Navigating the many legal issues that face young brands can feel like running a marathon when you’ve never even entered a 5K race. Fortunately at UBM’s Swimlessons event, held last week at the Parsons School of Design, MR contributor Douglas Hand, a founding member of the law firm Hand Baldachin Amburgey LLP and a professor of Fashion Law at NYU and Cardozo Law Schools, and three members of his firm – Marc Reiner, David Schumeister, and Justin Pollak – gave a brief outline of some of the most important issues facing entrepreneurs in the fashion field.
1.) Do you form a sole proprietorship, LLC (limited liability corporation) or standard corporation?
While each entity has advantages and disadvantages in such areas as taxation and flexibility of forming boards of directors, among other issues, the firm primarily recommends forming a LLC or corporation in order to protect yourself against personal liability (aka the seizure of personal funds and property) if you’re sued. Still, not every business actually needs to be incorporated.
2.) Do you finance your company through debt or equity?
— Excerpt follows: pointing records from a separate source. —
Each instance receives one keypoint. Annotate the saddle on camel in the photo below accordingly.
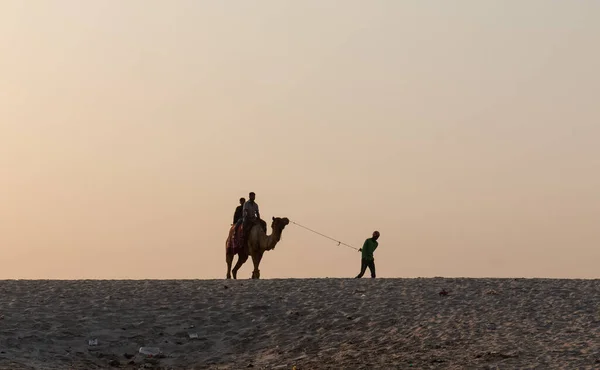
(241, 229)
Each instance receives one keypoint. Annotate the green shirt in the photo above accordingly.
(368, 249)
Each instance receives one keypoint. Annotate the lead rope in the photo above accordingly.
(325, 236)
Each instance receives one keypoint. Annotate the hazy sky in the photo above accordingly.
(467, 132)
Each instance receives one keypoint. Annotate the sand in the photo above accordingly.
(309, 323)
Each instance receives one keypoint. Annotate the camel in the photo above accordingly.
(258, 243)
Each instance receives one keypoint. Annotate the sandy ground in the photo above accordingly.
(309, 323)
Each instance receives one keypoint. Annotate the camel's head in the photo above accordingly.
(279, 223)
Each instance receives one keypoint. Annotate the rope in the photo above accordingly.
(325, 236)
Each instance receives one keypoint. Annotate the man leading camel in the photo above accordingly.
(250, 216)
(237, 216)
(367, 255)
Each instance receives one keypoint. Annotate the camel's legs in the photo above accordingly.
(229, 260)
(256, 261)
(241, 260)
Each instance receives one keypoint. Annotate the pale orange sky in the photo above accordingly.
(467, 132)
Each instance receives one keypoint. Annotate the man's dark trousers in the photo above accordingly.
(363, 267)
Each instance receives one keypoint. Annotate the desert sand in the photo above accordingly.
(307, 323)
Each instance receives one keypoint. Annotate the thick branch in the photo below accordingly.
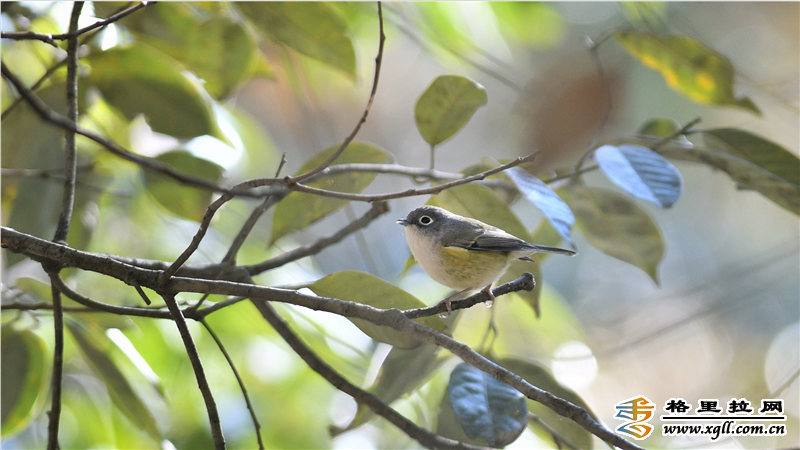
(315, 247)
(422, 435)
(393, 318)
(200, 374)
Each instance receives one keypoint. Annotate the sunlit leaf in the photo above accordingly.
(185, 201)
(23, 377)
(617, 226)
(216, 47)
(546, 199)
(533, 23)
(401, 372)
(370, 290)
(540, 376)
(299, 210)
(314, 29)
(746, 174)
(94, 347)
(641, 172)
(487, 407)
(138, 79)
(446, 106)
(687, 66)
(757, 150)
(649, 15)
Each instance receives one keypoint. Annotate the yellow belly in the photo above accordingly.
(455, 267)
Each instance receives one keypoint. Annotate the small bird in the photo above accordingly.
(462, 253)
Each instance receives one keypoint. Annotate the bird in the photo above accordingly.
(462, 253)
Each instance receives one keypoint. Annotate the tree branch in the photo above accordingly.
(51, 38)
(62, 230)
(409, 192)
(199, 372)
(252, 410)
(422, 435)
(396, 319)
(378, 60)
(377, 210)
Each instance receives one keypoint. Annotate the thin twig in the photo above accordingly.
(315, 247)
(557, 437)
(48, 115)
(54, 415)
(70, 167)
(199, 372)
(594, 51)
(378, 60)
(422, 435)
(51, 38)
(228, 358)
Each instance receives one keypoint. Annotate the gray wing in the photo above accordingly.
(476, 238)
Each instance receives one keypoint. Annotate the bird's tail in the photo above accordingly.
(546, 249)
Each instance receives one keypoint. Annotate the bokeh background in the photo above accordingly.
(723, 323)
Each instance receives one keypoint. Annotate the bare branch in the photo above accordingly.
(70, 167)
(315, 247)
(250, 408)
(378, 60)
(524, 283)
(422, 435)
(197, 365)
(396, 319)
(409, 192)
(51, 38)
(48, 115)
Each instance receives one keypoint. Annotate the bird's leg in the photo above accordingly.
(488, 290)
(450, 298)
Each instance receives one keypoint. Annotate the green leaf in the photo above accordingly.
(23, 377)
(138, 79)
(314, 29)
(546, 199)
(641, 172)
(757, 150)
(687, 66)
(185, 201)
(487, 407)
(401, 372)
(299, 210)
(540, 376)
(215, 47)
(370, 290)
(95, 348)
(617, 226)
(532, 23)
(446, 106)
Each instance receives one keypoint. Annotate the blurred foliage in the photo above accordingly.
(172, 72)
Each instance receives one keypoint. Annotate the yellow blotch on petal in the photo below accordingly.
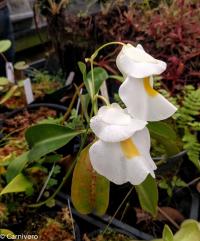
(129, 149)
(150, 91)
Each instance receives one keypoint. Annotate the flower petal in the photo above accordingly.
(135, 62)
(113, 124)
(142, 141)
(108, 159)
(143, 105)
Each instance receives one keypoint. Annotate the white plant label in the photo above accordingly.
(70, 78)
(28, 91)
(10, 72)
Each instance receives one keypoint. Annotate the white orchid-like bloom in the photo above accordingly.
(122, 152)
(142, 101)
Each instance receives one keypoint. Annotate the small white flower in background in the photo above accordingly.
(122, 152)
(142, 101)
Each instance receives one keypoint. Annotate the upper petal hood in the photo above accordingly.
(113, 124)
(135, 62)
(141, 105)
(109, 160)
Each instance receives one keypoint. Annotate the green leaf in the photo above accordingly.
(19, 184)
(162, 129)
(16, 166)
(46, 138)
(100, 75)
(21, 65)
(148, 195)
(4, 81)
(85, 99)
(9, 94)
(190, 231)
(4, 45)
(90, 191)
(165, 135)
(167, 234)
(82, 68)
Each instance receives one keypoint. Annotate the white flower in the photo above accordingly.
(142, 101)
(122, 152)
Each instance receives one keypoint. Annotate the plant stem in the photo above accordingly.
(94, 55)
(71, 104)
(4, 57)
(103, 99)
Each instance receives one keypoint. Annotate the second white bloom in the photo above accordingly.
(122, 152)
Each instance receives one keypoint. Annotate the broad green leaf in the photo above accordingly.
(167, 234)
(4, 45)
(117, 77)
(148, 195)
(19, 184)
(90, 191)
(21, 65)
(46, 138)
(82, 68)
(165, 135)
(16, 166)
(4, 81)
(162, 129)
(85, 99)
(9, 94)
(189, 231)
(100, 75)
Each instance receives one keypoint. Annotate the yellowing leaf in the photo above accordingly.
(90, 191)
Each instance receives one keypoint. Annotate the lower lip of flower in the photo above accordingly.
(129, 149)
(148, 88)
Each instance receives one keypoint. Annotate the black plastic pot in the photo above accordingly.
(18, 228)
(91, 223)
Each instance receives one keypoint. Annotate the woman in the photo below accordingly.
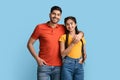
(72, 52)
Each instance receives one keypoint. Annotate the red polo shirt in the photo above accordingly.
(49, 42)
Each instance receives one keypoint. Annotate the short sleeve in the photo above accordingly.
(62, 38)
(84, 41)
(35, 33)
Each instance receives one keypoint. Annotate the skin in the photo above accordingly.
(55, 16)
(70, 25)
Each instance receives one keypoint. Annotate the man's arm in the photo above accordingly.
(33, 53)
(78, 37)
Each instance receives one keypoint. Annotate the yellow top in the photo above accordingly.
(76, 50)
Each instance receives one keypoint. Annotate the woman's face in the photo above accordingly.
(70, 25)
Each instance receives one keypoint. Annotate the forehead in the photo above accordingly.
(70, 21)
(56, 11)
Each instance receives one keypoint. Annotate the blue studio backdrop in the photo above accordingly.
(98, 19)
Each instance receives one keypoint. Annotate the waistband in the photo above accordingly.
(73, 59)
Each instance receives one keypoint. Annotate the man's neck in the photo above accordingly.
(52, 24)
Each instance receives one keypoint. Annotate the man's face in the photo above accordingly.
(55, 16)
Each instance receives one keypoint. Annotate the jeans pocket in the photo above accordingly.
(43, 68)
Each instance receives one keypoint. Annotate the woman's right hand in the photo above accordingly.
(41, 62)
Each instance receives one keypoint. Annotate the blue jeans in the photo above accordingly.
(72, 70)
(48, 72)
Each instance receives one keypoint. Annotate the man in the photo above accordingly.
(49, 59)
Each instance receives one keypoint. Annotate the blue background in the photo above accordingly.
(98, 19)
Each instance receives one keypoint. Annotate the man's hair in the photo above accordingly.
(56, 8)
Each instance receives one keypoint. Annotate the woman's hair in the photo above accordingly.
(56, 8)
(76, 31)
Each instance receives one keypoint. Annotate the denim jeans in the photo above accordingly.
(45, 72)
(72, 70)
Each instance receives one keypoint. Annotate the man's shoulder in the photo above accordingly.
(41, 24)
(61, 25)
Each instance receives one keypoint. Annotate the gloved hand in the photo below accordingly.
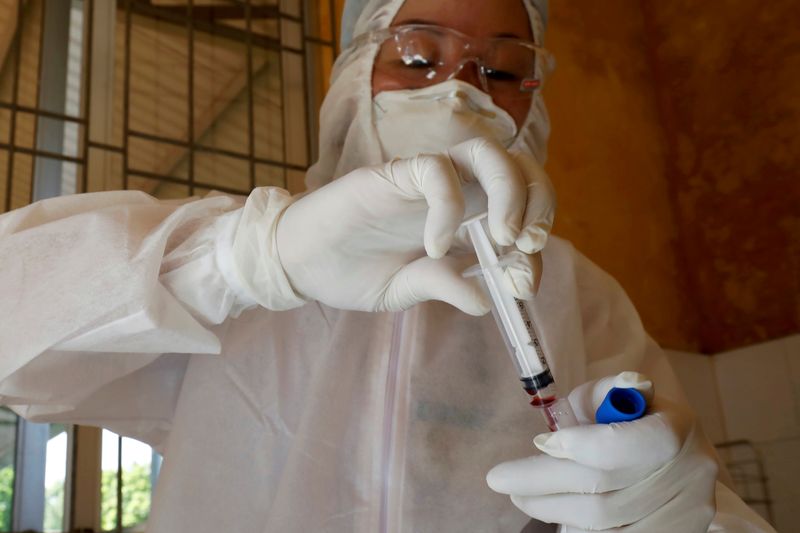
(376, 239)
(652, 475)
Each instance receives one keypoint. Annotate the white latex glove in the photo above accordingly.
(652, 475)
(376, 239)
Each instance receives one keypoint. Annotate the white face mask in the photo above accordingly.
(433, 119)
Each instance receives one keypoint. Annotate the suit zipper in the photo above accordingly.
(388, 420)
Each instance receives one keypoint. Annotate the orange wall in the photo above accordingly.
(608, 158)
(729, 85)
(675, 151)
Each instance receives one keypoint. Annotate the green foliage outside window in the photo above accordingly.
(135, 497)
(6, 493)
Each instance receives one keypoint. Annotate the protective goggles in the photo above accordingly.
(424, 54)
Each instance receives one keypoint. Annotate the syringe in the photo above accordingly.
(519, 334)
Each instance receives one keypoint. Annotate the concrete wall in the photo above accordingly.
(753, 394)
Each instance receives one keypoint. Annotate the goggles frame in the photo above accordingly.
(543, 59)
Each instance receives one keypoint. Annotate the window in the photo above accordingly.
(171, 97)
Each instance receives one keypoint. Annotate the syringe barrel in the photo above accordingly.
(556, 409)
(511, 314)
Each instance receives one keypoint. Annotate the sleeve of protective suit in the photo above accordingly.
(616, 341)
(95, 288)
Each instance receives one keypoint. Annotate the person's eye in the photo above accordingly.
(501, 75)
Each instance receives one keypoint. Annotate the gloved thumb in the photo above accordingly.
(522, 273)
(436, 279)
(586, 398)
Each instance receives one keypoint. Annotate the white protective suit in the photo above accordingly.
(118, 311)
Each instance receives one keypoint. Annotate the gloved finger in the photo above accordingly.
(631, 504)
(540, 475)
(522, 273)
(435, 178)
(691, 511)
(643, 444)
(586, 398)
(540, 205)
(584, 511)
(493, 167)
(436, 279)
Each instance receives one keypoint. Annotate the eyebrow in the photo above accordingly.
(503, 35)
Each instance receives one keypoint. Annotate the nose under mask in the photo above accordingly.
(434, 118)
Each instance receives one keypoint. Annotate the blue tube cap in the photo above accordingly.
(621, 405)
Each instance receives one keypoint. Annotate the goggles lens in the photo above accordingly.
(423, 55)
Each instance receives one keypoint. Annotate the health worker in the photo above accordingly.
(318, 362)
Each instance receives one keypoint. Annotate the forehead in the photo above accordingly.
(477, 18)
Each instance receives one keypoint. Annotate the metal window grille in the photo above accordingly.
(172, 97)
(746, 467)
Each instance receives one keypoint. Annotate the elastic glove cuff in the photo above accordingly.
(255, 270)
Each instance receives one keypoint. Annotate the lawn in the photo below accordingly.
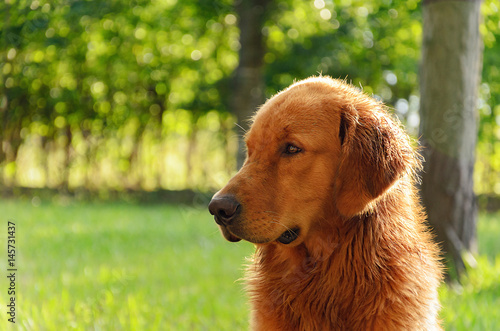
(116, 266)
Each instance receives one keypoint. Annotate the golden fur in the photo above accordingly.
(363, 258)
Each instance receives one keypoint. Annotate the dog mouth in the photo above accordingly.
(289, 236)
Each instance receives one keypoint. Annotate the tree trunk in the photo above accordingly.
(248, 84)
(450, 77)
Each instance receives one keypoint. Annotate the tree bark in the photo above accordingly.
(450, 77)
(248, 81)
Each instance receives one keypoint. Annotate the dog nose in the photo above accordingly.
(224, 208)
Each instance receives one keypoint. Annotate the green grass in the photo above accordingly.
(151, 267)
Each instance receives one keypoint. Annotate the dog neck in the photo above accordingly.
(344, 271)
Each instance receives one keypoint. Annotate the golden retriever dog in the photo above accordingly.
(327, 195)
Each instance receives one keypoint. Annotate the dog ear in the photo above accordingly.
(375, 153)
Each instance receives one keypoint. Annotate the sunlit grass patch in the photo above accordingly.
(158, 267)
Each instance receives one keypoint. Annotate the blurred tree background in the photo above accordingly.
(115, 96)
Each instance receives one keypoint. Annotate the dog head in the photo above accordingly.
(319, 148)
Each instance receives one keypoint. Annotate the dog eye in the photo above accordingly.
(292, 149)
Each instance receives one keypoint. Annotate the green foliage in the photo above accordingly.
(92, 91)
(151, 267)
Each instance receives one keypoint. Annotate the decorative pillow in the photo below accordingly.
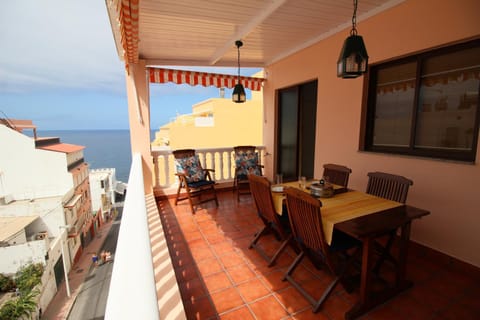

Maxing out your credit cards or borrowing money from friends or family is a fairly common way to start – or even grow – your business. The downside is that you need to make (or find) money fairly quickly to pay off your debts. Conversely, equity financing means giving up a share of your business, including future profits, but usually no money has to be returned to lender until the company is sold. Each solution has pluses and minuses that need to be carefully considered.
3.) How do you protect your product?
It behooves any start-up brand to learn the difference between copyright, trademark and patent protection. In short, trademarks ensure that only you can use a particular name, logo or symbol. (Occasionally, even a color can be trademarked). Copyright protection is fairly rare in fashion, although certain pieces of artwork used on apparel can qualify. Finally, patents are primarily used for inventions or ideas, and it is very important to make sure you own the patent so your product can’t be duplicated.
4.) The importance of registration
That little mark that connotes your product is registered can actually be assigned even before your product goes to market. And in doing so, it puts the industry on notice that you have a product coming that is worthy of protection. Moreover, in some countries, entrepreneurs file registrations of names even if they don’t have a particular product in mind, or ever plan to sell anything with that name; but once they have it, you may not be able to register the name you want – or at least not be able to sell your product globally.
5.) Knowing the basics of labor law
While your company may start out as a one-man (or woman) show, the odds are you’re eventually going to hire other people to work with you. Among the areas you have to consider is whether these people will be exempt or non-exempt employees (the latter category may be entitled to overtime if they work more than 40 hours); independent contractors (you will be paying them on a non-salaried basis and are traditionally not responsible for their benefits, but many other restrictions apply); or interns (which can no longer be non-paid positions, and are also subject to specific employment laws.)